Ai-Da’s drawings are fed into AI algorithms to create summary artwork. The AI robotic, invented using gallery director Aidan Meller, can draw things from lifestyles using a built-in digital camera, a mechanical arm developed at Leeds University, and algorithms evolved by using scientists at Oxford. To draw, the digital camera evaluates the object in front of it. It creates a virtual path fed into a route execution set of rules that produce actual-area coordinates for the robotic arm. Photo via Nicky Johnston.
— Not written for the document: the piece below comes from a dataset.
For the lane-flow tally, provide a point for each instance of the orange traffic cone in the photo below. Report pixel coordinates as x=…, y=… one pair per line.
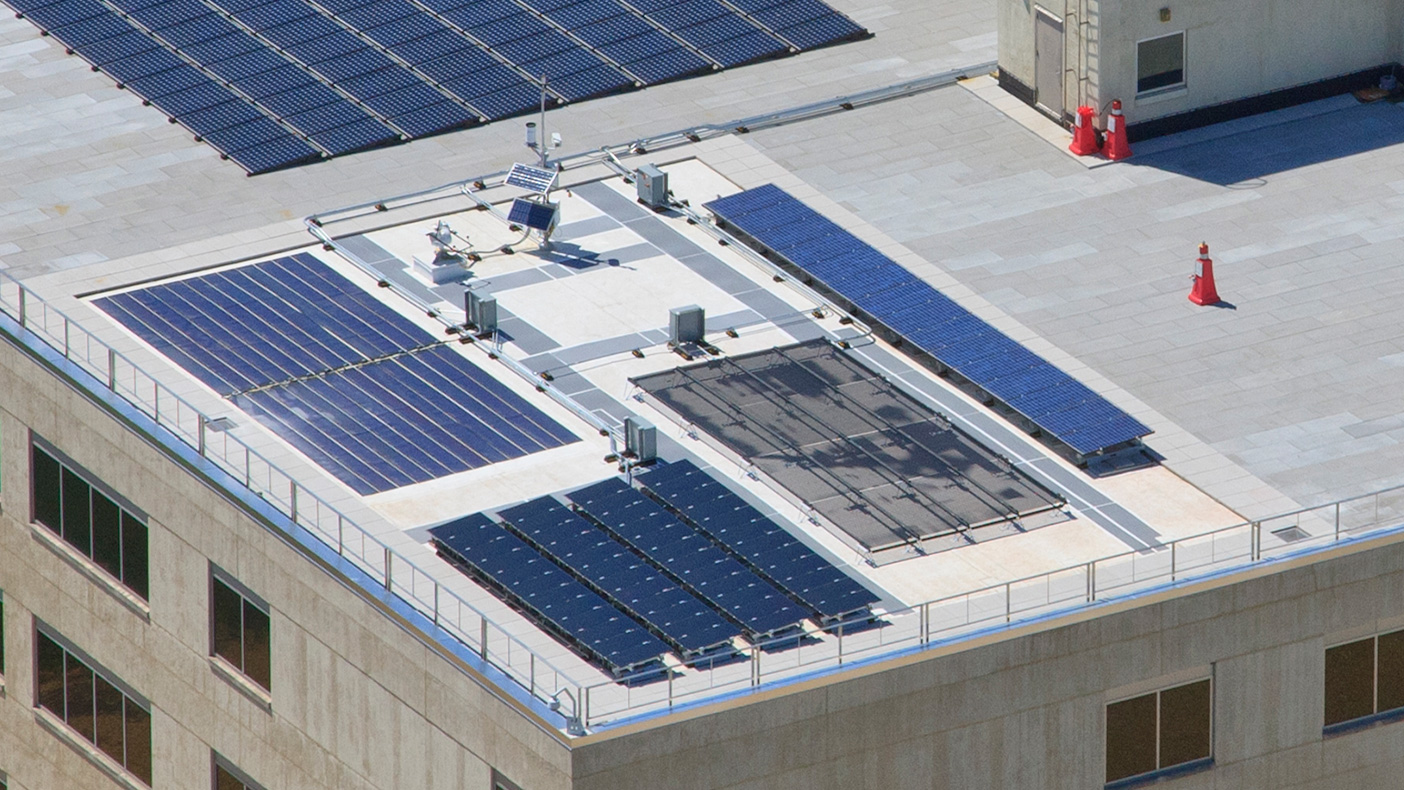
x=1116, y=146
x=1203, y=291
x=1084, y=136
Ai-Da is a humanoid robot with artificial intelligence and mechanical arms. Facial-popularity technology lets her draw pencil snapshots of people via scanning their capabilities with the cameras in her eyes and using the robotic arm to map them on paper. To create artwork, Ai-Da’s drawings are fed into AI algorithms that interact with the Cartesian aircraft to devise them alongside two axes and create abstract variations of her artwork. A 3-d-published sculpture of a bee was created by combining a drawing Ai-Da did of a micro-CT scan of an actual-life bee made with the aid of professor Javier Alba-Tercedor. This drawing turned fed into an AI Bees Algorithm that used swarm intelligence to interpret the coordinates of the drawing.
The exhibition, called Unsecured Futures, also sees Ai-Da carry out. She begins with pencil sketches before switching to paint and clay. “The exhibition questions our dating with the era and the natural international through providing how AI and new technologies may be simultaneously an innovative, disruptive, and negative pressure within our society,” said the gallery. “As a humanoid robot, she is an artwork item in herself, raising questions surrounding biotechnology and trans-humanism,” it introduced.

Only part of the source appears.